Dirty RSS and compiled pci IDs

I was looking around for targets for improvements on COW memory, and I’ve stumbled across one of Xorg’s private mappings:

flame@enterprise ~ % sudo smem `pidof X` | grep pcidata
     196 kb        0 kb      196 kb   /usr/lib64/xorg/modules/libpcidata.so
      68 kb        0 kb       68 kb   /usr/lib64/xorg/modules/libpcidata.so
     536 kb      344 kb        0 kb   /usr/lib64/xorg/modules/libpcidata.so

It’s quite some amount of memory used here. The problem is that libpcidata contains a lot of strings that need to e relocated. What those strings are? Well, simply a C compiled version of the pci.ids file.

Of course it’s faster to access pci.ids data at runtime after compiling it in C code at buildtime, but is it a good thing to do?

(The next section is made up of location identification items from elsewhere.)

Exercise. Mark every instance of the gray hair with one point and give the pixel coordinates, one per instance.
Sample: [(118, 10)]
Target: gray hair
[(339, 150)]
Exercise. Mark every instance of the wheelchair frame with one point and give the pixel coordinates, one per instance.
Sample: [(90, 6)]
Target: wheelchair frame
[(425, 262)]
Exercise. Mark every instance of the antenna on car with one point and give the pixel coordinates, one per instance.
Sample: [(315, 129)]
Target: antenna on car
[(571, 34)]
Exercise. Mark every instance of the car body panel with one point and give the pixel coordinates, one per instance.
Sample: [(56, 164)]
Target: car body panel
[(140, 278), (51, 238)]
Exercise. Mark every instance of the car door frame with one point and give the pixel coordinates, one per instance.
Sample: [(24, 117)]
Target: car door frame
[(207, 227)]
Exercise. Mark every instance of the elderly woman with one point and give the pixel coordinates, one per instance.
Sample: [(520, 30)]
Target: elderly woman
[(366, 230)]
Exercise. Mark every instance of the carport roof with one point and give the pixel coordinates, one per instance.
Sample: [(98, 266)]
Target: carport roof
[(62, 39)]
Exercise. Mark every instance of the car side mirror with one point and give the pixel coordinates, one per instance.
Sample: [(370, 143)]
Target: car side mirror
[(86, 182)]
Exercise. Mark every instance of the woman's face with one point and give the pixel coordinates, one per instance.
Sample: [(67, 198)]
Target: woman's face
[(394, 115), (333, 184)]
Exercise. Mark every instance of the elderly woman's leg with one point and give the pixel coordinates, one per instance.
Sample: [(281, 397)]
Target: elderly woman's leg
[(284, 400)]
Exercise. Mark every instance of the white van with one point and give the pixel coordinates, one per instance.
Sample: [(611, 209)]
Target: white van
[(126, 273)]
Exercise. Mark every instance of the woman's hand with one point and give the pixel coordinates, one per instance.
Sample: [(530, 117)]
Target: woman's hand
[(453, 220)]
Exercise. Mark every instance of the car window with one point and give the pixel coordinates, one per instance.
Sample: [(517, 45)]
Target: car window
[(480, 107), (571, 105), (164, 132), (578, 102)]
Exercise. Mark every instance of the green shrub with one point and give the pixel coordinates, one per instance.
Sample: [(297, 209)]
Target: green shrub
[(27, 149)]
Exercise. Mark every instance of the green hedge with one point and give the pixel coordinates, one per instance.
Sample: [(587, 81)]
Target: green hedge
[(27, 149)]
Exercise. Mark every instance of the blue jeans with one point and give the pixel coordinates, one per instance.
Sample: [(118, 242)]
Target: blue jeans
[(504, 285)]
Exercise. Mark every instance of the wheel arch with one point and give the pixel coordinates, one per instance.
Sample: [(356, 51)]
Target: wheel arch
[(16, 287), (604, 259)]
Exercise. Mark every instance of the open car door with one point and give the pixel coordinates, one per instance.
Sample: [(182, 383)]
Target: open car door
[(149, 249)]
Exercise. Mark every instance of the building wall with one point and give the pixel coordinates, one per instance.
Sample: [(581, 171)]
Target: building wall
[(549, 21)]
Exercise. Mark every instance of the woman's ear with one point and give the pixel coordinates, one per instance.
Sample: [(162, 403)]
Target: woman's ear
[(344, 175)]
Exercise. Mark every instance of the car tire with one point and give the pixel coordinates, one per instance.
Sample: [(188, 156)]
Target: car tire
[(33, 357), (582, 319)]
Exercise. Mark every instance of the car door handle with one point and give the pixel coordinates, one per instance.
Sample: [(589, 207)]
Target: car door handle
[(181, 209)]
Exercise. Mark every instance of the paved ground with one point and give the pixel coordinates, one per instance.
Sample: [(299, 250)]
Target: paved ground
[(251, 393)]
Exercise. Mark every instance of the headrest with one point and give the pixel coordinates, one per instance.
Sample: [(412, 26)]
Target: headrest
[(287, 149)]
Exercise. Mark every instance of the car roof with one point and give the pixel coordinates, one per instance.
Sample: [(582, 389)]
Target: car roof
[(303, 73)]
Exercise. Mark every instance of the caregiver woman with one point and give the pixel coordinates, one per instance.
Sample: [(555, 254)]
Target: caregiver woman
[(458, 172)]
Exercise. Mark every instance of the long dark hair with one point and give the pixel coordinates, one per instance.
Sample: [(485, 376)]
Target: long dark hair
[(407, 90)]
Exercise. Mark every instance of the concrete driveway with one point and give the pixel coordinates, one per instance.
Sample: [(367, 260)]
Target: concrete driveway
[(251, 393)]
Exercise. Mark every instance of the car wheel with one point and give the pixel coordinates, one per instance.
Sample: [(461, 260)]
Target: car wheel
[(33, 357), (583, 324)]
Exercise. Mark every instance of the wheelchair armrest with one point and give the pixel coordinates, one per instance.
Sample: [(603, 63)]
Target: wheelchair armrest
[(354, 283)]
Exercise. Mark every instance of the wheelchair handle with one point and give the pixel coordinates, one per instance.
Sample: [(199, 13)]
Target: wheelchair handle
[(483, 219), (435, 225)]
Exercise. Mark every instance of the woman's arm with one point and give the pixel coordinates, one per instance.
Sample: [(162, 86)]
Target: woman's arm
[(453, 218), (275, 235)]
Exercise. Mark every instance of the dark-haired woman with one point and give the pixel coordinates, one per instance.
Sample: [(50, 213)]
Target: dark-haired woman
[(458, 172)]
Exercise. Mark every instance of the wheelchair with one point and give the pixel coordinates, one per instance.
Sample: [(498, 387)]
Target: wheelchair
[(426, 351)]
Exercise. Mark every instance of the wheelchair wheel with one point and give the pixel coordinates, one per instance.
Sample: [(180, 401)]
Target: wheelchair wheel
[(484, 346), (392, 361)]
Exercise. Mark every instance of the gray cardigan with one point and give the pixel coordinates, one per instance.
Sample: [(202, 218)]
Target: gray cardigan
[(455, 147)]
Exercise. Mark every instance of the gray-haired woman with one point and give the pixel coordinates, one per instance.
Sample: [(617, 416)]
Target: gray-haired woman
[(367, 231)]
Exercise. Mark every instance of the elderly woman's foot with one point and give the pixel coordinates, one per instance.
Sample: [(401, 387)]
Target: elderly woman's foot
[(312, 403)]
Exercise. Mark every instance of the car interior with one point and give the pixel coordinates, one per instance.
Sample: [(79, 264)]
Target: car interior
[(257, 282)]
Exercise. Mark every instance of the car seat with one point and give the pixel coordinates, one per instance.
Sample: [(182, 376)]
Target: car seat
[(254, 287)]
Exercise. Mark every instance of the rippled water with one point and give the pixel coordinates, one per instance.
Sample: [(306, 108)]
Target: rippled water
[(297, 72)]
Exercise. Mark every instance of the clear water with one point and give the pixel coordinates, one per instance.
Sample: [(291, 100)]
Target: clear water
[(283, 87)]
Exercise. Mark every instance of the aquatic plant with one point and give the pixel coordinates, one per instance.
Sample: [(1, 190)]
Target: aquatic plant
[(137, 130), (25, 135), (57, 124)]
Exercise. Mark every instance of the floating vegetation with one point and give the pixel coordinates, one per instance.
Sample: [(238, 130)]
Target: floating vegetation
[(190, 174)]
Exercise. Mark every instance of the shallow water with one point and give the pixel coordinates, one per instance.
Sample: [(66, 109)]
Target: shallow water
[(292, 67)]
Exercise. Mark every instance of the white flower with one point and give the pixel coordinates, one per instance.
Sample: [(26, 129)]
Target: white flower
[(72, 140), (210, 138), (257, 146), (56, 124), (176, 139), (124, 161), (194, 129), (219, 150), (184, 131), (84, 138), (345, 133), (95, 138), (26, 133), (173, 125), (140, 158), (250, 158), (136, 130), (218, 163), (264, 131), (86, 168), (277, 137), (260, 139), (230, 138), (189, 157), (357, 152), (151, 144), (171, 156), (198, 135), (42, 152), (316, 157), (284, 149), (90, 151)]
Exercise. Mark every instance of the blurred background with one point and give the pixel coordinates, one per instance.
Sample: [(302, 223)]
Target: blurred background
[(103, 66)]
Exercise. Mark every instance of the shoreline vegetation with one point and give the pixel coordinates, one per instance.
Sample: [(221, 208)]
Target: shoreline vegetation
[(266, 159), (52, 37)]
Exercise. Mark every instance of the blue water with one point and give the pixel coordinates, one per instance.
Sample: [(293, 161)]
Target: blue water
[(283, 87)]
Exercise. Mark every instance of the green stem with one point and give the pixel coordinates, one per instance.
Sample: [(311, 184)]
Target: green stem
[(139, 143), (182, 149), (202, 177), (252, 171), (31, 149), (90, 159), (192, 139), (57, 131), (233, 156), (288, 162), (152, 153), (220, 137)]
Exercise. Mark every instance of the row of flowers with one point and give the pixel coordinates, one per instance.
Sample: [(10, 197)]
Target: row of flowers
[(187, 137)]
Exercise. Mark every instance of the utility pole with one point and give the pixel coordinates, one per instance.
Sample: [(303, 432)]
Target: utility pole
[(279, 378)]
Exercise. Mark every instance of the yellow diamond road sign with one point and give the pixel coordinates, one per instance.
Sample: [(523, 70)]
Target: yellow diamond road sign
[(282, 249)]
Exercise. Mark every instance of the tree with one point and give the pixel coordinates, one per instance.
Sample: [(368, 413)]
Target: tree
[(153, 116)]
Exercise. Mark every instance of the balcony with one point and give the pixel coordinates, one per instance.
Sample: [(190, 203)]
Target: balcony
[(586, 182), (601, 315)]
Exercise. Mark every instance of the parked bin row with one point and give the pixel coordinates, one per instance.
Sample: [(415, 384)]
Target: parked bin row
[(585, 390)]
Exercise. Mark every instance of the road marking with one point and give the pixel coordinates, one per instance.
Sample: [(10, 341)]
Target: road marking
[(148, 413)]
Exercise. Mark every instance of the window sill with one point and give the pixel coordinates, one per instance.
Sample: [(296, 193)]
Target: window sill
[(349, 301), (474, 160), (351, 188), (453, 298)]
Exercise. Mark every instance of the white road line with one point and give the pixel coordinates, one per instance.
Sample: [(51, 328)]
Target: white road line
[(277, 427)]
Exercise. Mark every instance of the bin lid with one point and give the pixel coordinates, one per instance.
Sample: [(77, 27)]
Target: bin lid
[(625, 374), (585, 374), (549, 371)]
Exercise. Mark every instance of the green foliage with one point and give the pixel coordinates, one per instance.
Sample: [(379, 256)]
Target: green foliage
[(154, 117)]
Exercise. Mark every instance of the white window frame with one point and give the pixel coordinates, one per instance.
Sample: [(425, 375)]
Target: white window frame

I admit I don’t know Xorg that well, but as far as I can see, the PCI scan happens when you actually start Xorg, as it’s used to identify the video card. So it’s saving time during Xorg’s bootup to use the compiled version rather than the system version. On the other hand it’s using a lot of memory during the rest of runtime, for no apparent good reason (to me at least).

I know the code is mostly historical, and I also know that requiring people using Xorg to install pciutils might be a bit farfetched, but really, I’ve read that on Planet Freedesktop too, if I recall correctly, we’re continuing reinventing the wheel.

My take on all this is that we should get pci.ids, usb.ids and whatever else data we can in one single big package, released by one single big project, and then let all the package rely on that single copy of it.

If any other distributor is reading this, let me know what you think, maybe we could get this done by all asking together to the authors.